Você já parou para pensar como a família de um usuário de drogas é afetada pelo vício? É esta reflexão que o último filme de Felix Van Groeningen (Diretor e co-roteirista) propõe: “Querido Menino” (Beautiful Boy, em inglês). Baseado nas autobiografias de David e Nicolas Sheff, (pai e filho), o filme recém-chegado aos cinemas brasileiros apresenta a história do vício de Nic e como ele afetou sua família. Um pouco antes de entrar na faculdade, Nic se encontra viciado em metanfetamina, além de outras drogas. A obra audiovisual traça a história de sua reabilitação, recaídas e como o difícil processo afetou as pessoas ao seu redor — principalmente, seu pai, David.

O filme de 121 minutos tem Steve Carell (O Virgem de 40 Anos, The Office US) e Timothée Chalamet (Me Chame Pelo Seu Nome, Ladybird) nos papéis de David e Nicolas Sheff, respectivamente. Um dos maiores medos dos atores era a reação da família Sheff. Porém, ela aprovou suas performances e a apresentação audiovisual de um período difícil de suas vidas.
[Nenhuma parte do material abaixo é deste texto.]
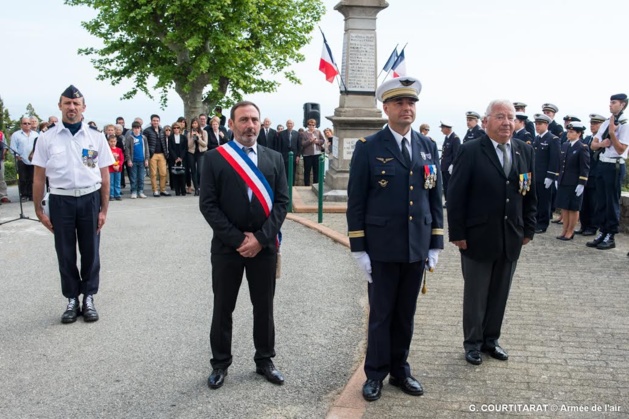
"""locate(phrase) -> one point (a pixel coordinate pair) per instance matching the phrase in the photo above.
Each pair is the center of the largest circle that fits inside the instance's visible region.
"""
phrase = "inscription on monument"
(359, 57)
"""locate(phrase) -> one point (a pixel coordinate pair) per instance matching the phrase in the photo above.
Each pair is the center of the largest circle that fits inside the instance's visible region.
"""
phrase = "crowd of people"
(169, 154)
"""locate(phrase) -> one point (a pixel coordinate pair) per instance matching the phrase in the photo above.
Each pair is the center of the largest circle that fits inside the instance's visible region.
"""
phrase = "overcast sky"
(465, 53)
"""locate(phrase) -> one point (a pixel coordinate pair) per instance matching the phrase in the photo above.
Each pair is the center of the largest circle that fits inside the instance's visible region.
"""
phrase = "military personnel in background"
(448, 152)
(521, 120)
(589, 216)
(395, 222)
(473, 130)
(550, 110)
(613, 139)
(566, 121)
(529, 126)
(547, 151)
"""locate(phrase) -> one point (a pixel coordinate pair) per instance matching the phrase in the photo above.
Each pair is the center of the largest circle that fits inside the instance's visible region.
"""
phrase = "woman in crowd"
(312, 144)
(573, 174)
(197, 145)
(177, 151)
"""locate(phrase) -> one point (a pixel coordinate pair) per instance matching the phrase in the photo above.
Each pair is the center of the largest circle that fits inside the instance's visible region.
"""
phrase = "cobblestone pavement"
(566, 330)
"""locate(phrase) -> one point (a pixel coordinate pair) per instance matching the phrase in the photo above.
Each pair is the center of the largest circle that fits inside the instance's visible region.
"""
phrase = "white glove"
(362, 258)
(433, 258)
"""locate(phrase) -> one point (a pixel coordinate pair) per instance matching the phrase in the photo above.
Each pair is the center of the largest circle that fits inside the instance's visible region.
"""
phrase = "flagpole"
(380, 73)
(389, 72)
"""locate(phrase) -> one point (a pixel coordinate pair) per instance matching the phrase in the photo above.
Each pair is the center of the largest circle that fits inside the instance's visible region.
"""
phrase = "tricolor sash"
(249, 172)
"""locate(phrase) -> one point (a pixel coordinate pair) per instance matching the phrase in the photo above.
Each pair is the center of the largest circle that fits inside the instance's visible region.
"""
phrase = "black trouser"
(485, 296)
(76, 220)
(311, 163)
(25, 185)
(392, 302)
(227, 272)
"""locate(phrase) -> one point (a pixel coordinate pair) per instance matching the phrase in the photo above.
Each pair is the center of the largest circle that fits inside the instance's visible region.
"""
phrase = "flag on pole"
(391, 60)
(327, 65)
(399, 67)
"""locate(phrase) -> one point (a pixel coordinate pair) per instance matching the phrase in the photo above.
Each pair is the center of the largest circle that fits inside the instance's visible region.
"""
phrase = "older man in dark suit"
(244, 198)
(395, 221)
(491, 214)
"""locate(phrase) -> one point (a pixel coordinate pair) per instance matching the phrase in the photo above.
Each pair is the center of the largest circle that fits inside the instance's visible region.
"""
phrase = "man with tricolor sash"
(244, 198)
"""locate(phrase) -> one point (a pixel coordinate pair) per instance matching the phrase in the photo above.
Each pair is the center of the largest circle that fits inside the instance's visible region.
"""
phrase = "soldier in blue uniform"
(574, 170)
(448, 152)
(529, 126)
(473, 130)
(546, 147)
(589, 217)
(395, 222)
(550, 110)
(521, 132)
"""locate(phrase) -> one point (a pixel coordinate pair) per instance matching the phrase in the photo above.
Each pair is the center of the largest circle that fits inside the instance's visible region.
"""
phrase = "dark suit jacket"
(267, 140)
(390, 214)
(283, 144)
(485, 207)
(547, 152)
(575, 163)
(448, 150)
(225, 204)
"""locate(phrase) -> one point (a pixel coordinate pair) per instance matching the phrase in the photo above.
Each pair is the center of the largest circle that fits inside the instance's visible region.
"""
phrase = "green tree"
(210, 51)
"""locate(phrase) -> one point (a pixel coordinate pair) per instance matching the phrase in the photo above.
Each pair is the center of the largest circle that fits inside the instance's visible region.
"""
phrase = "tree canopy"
(209, 51)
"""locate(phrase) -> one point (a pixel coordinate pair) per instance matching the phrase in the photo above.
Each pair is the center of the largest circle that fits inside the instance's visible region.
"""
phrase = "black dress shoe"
(473, 357)
(272, 374)
(89, 311)
(497, 353)
(217, 378)
(372, 390)
(72, 311)
(408, 385)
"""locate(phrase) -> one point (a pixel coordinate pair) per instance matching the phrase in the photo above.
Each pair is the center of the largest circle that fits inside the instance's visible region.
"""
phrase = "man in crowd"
(547, 152)
(78, 202)
(589, 216)
(613, 138)
(22, 142)
(448, 152)
(395, 222)
(158, 150)
(473, 130)
(491, 214)
(246, 217)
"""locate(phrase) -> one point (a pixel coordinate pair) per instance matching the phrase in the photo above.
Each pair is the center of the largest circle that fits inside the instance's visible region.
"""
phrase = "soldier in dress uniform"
(574, 170)
(473, 130)
(448, 152)
(529, 126)
(76, 160)
(521, 133)
(395, 222)
(550, 110)
(589, 216)
(547, 151)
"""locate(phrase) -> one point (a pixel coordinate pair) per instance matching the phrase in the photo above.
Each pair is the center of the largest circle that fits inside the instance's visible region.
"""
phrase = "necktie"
(405, 154)
(506, 158)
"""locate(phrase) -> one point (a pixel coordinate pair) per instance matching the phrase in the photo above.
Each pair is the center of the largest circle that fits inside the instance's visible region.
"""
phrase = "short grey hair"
(499, 102)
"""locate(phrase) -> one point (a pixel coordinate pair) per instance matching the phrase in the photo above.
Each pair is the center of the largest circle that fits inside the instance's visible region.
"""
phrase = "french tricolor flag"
(327, 65)
(399, 67)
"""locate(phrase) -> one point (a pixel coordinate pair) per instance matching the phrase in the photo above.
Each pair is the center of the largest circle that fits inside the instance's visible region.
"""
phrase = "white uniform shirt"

Os Sheff falam abertamente sobre o problema das drogas e demandam mais atenção ao problema que, só em 2017, já matou mais de 72 mil pessoas por overdose.

Timothée Chalamet (esq.) e Steve Carell (dir.) nos papéis de Nicolas e David Sheff, respectivamente. Fonte: Amazon Studios

O longa, lançado um pouco antes da temporada de premiações, dividiu as opiniões da crítica. Acredito que o filme é bom e grande parte do público parece concordar. A história baseada em fatos reais não tem defeitos de coerência — uma das vantagens de se trabalhar com algo real — e os co-roteiristas, Groeningen e Luke Davies (co-roteirista), conseguiram juntar os dois pontos de vista diferentes numa biografia audiovisual única, que mostra todos os lados do vício.

O roteiro foi bem escrito, de forma que não se prevê tão facilmente o que vem a seguir. Também, o roteiro parece fugir um pouco da estrutura clássica de começo, meio e fim, causando uma sensação de angústia no espectador que se pergunta “Quando isso terminará?”. Parece-me que o filme deseja mostrar a dificuldade de alcançar o fim do vício. Havia momentos que pareciam ter voltado 20 minutos no longa. Mas não era repetitivo, era uma espécie de metáfora: você “volta à estaca zero” ou “volta no tempo” quando volta a usar a droga. Isso cansa psicologicamente e você se une a David na esperança de que Nic se recupere logo.

“Querido Menino” te prende a atenção durante os 121 minutos e a causa disto pode ser atribuída a dois fatores. Primeiro, a ótima montagem de Nico Leunen mistura passado e presente, o que exige a atenção do espectador a todo momento e confere dinamismo à obra. Segundo, a direção de fotografia de Ruben Impens é impecável. Seus planos contêm elementos suficientes para escapar da necessidade de muitos diálogos — o que, se acontecesse, resultaria em algo cansativo de se assistir. Definitivamente, não seguiu a linha dos blockbusters atuais e tratou o espectador como um ser pensante, capaz de tirar suas próprias conclusões sobre o filme. Um bônus é a beleza visual do filme, digna de contemplação em momentos específicos.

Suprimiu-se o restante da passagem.